Wacana ini bermula dari hasil kajian yang dilakukan Kepala Pusat Kajian Ekonomi dan Kebijakan Kesehatan Fakultas Kesehatan Masyarakat Universitas Indonesia, Hasbullah Thabrany. Dia mengatakan, harga rokok idealnya lebih dari Rp 50.000 per bungkus. Ini jika ingin menekan jumlah perokok di Tanah Air.

Berdasarkan survei yang dilakukannya pada 1.000 orang dalam periode Desember 2015 sampai Januari tahun ini, 72 persen responden mengatakan akan berhenti merokok jika harga di atas Rp 50.000 per bungkus. Sementara, 76 persen perokok setuju jika harga dan cukai rokok naik.

Hasbullah menambahkan, strategi penaikan harga rokok dalam menurunkan jumlah ahli isap sudah terbukti efektif di beberapa negara. Selain itu, tingginya jumlah perokok juga meningkatkan beban ekonomi dari sisi kesehatan.

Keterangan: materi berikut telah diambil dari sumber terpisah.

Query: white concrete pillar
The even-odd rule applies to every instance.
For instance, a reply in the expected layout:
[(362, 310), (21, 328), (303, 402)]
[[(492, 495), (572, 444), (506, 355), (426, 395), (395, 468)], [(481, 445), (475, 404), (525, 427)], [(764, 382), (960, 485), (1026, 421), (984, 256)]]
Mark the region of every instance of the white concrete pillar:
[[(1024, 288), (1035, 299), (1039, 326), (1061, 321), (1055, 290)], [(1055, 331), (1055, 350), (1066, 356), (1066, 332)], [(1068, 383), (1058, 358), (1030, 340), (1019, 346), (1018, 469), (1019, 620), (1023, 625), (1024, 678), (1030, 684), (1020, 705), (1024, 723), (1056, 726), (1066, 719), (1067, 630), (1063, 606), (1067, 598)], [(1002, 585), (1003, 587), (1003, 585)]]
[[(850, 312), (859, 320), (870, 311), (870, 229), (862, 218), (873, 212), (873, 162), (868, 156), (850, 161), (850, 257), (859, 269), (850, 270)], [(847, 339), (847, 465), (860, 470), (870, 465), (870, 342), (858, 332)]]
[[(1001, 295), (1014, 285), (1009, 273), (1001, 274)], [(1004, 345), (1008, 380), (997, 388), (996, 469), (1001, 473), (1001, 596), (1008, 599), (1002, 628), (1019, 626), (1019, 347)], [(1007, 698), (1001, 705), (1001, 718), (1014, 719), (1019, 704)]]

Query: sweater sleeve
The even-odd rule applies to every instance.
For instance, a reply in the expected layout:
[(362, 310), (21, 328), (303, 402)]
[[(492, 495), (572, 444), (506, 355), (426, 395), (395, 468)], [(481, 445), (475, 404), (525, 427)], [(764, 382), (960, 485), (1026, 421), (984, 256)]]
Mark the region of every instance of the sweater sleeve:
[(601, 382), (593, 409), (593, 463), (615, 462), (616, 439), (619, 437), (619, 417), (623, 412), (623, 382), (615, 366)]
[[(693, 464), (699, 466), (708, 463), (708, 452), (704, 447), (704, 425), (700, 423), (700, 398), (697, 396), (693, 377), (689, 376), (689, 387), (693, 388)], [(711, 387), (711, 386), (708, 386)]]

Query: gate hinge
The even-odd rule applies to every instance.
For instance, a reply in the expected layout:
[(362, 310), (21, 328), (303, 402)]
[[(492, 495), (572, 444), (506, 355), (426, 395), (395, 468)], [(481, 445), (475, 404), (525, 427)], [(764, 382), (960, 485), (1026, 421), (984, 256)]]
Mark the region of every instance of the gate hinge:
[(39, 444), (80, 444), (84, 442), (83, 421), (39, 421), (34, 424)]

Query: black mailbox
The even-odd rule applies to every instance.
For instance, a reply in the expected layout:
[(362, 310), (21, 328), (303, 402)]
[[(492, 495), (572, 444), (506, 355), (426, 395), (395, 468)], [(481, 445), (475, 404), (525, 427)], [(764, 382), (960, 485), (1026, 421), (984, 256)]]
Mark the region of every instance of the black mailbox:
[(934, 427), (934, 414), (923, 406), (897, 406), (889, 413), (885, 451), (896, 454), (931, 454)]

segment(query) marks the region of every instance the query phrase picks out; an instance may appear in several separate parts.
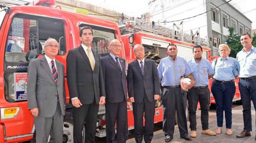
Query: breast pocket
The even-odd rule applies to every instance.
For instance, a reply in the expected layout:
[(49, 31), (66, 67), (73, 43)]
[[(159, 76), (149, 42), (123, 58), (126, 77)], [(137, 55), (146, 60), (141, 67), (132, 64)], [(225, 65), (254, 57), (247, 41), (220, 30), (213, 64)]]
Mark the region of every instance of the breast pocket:
[(171, 73), (171, 66), (167, 65), (165, 66), (165, 72), (167, 73)]
[(253, 56), (252, 55), (249, 58), (249, 65), (256, 66), (256, 54), (254, 55)]
[(201, 72), (204, 75), (208, 74), (208, 67), (203, 66), (200, 68)]
[(182, 75), (184, 74), (185, 72), (185, 68), (183, 66), (181, 65), (178, 65), (178, 72)]

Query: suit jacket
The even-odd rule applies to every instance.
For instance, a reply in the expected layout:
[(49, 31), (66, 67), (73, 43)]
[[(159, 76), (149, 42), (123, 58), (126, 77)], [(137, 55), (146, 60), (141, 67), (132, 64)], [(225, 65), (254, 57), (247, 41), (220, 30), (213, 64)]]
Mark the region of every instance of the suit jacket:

Dia melanjutkan, peningkatan harga rokok melalui kenaikan cukai, turut berkontribusi pada penerimaan negara. Lonjakan penerimaan ini, menurutnya, bisa dialokasikan untuk bidang kesehatan.

Sikap pemerintah sejauh ini masih mengkaji lebih lanjut penerapan Kerangka Kerja Konvensi Pengendalian Tembakau atau Framework Convention on Tobacco Control (FCTC) di Indonesia. Sembari mengkaji FCTC, ada empat arahan Presiden Joko Widodo (Jokowi) yang perlu dijalankan untuk mengurangi penggunaan tembakau.

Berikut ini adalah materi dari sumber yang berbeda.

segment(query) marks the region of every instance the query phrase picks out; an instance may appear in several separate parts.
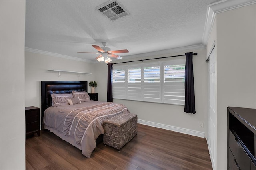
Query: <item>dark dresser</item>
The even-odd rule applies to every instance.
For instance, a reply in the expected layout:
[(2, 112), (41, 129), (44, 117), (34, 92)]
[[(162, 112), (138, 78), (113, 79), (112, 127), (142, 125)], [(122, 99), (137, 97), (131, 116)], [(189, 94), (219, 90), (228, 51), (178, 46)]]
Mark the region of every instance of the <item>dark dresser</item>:
[(88, 93), (90, 96), (90, 99), (92, 100), (98, 101), (98, 93)]
[(228, 169), (256, 170), (256, 109), (228, 107)]
[(36, 133), (40, 136), (39, 113), (38, 107), (30, 106), (25, 108), (26, 136)]

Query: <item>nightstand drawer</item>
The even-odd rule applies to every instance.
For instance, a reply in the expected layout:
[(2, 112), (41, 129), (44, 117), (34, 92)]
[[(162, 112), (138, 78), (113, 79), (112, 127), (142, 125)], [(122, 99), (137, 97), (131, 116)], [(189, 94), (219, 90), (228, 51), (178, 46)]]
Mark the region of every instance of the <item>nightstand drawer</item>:
[(34, 122), (26, 125), (26, 132), (30, 132), (38, 129), (38, 122)]
[(28, 124), (34, 122), (36, 122), (38, 121), (38, 116), (36, 115), (35, 116), (33, 116), (31, 117), (26, 117), (26, 123)]

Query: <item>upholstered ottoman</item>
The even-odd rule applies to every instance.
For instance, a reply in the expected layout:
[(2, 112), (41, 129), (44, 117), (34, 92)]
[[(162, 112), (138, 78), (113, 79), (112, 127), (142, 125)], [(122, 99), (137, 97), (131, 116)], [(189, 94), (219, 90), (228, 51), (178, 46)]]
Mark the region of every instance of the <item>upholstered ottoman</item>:
[(137, 115), (121, 113), (103, 121), (103, 143), (120, 149), (137, 134)]

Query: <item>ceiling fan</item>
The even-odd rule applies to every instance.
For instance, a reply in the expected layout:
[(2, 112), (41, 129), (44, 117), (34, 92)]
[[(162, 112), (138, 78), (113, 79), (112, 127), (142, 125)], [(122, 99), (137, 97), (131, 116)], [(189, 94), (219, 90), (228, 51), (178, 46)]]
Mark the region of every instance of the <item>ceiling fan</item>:
[(77, 52), (80, 53), (93, 53), (95, 54), (100, 54), (100, 55), (98, 56), (95, 59), (97, 59), (99, 62), (105, 60), (105, 63), (108, 63), (110, 62), (112, 60), (109, 57), (113, 57), (118, 59), (122, 59), (122, 57), (119, 55), (116, 55), (115, 53), (128, 53), (129, 51), (127, 49), (122, 49), (121, 50), (111, 51), (110, 49), (106, 47), (107, 44), (106, 42), (101, 43), (104, 47), (100, 47), (98, 45), (92, 45), (92, 47), (94, 47), (98, 50), (98, 53), (91, 53), (89, 52)]

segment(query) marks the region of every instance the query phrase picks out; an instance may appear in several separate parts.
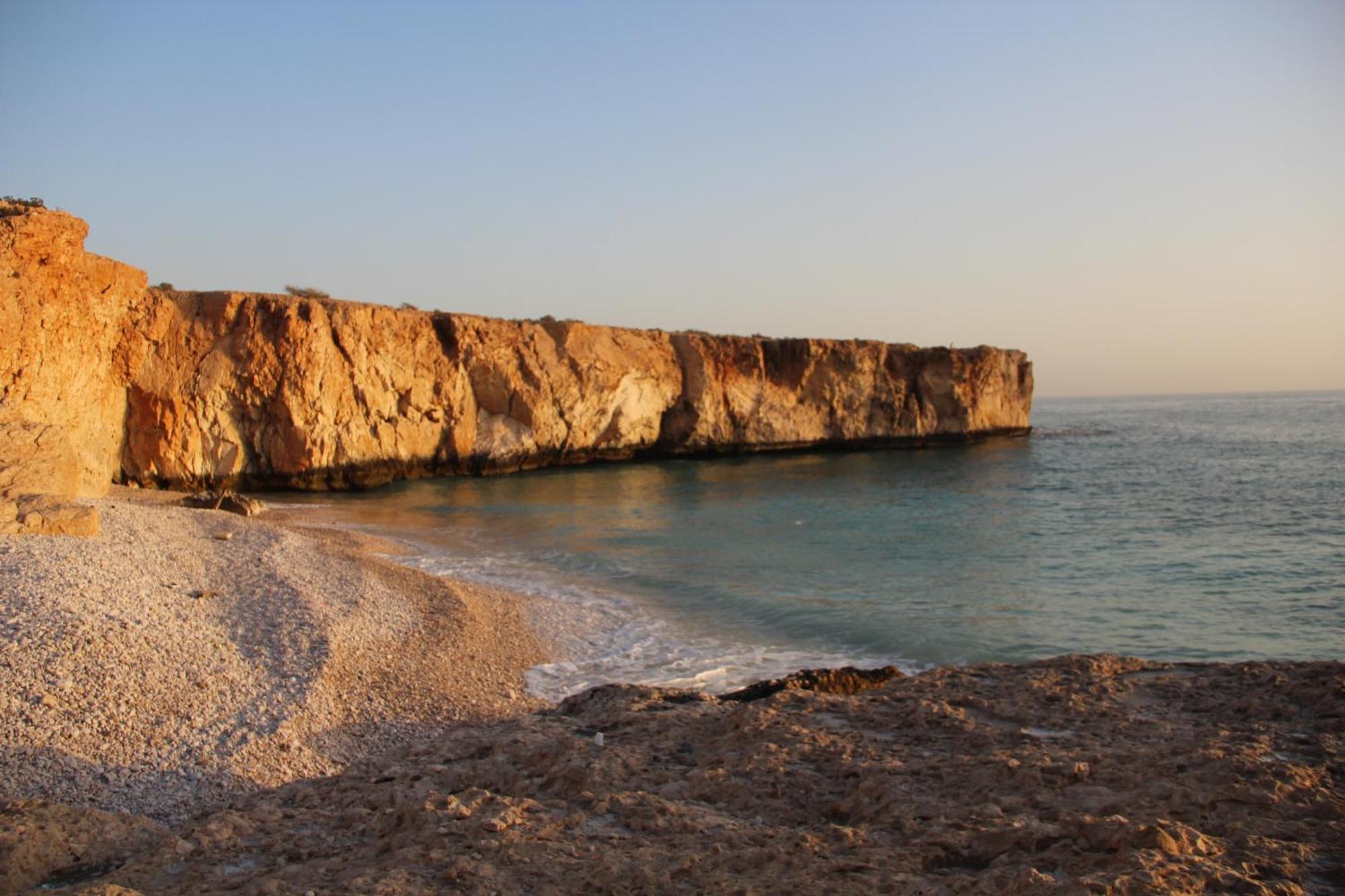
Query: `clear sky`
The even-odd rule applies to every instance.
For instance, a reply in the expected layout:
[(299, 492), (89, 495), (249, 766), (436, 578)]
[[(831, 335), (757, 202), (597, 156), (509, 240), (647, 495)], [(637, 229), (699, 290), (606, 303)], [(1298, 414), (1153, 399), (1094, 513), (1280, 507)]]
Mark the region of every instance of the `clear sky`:
[(1345, 0), (0, 0), (0, 192), (179, 288), (1345, 387)]

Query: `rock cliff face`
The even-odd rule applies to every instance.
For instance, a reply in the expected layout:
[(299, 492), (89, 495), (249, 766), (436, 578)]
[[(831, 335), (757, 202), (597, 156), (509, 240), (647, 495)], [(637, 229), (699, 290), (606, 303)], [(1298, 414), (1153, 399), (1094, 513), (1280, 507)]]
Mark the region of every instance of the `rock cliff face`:
[(86, 230), (48, 210), (0, 218), (0, 326), (13, 334), (0, 344), (0, 426), (22, 439), (54, 428), (44, 437), (78, 471), (66, 491), (340, 488), (1029, 426), (1021, 351), (147, 289), (143, 272), (85, 253)]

“Sebelum konvensi dilakukan maka pertama diminta seluruh jajaran menteri untuk menekan impor tembakau,” ungkap Sekretaris Kabinet, Pramono Anung, di Kantor Presiden, Jakarta Pusat.

Wacana kenaikan harga rokok tak hanya terjadi di Indonesia. Australia bahkan ingin menaikkan harga rokok jadi Rp 500.000 per bungkus. (mdk/adj)

Komentar Mustanir.com

Harga rokok di Australia bahkan 10 kali lipat lebih mahal, karena pemerintah Australia paham rokok berbahaya bagi kesehatan rakyat mereka. Kepanikan para perokok di negeri ini dengan adanya wacana harga rokok yang akan naik, seharusnya disikapi dengan tenang, karena mereka akan dipaksa untuk sehat dan tidak membeli rokok.

Kami yakin, beberapa orang dari perokok yang menolak kenaikan harga rokok, bukan persoalan mereka memikirkan para petani tembakau, tetapi lebih kepada mengedepankan nafsu bibir mereka. Terlepas dari persoalan bagaimana hukum rokok secara fiqih, maka kami sejatinya hanya ingin menyampaikan bahwa, persoalan apapun sejatinya dikembalikan kepada penilaian akal sehat, bukan sekedar nafsu semata.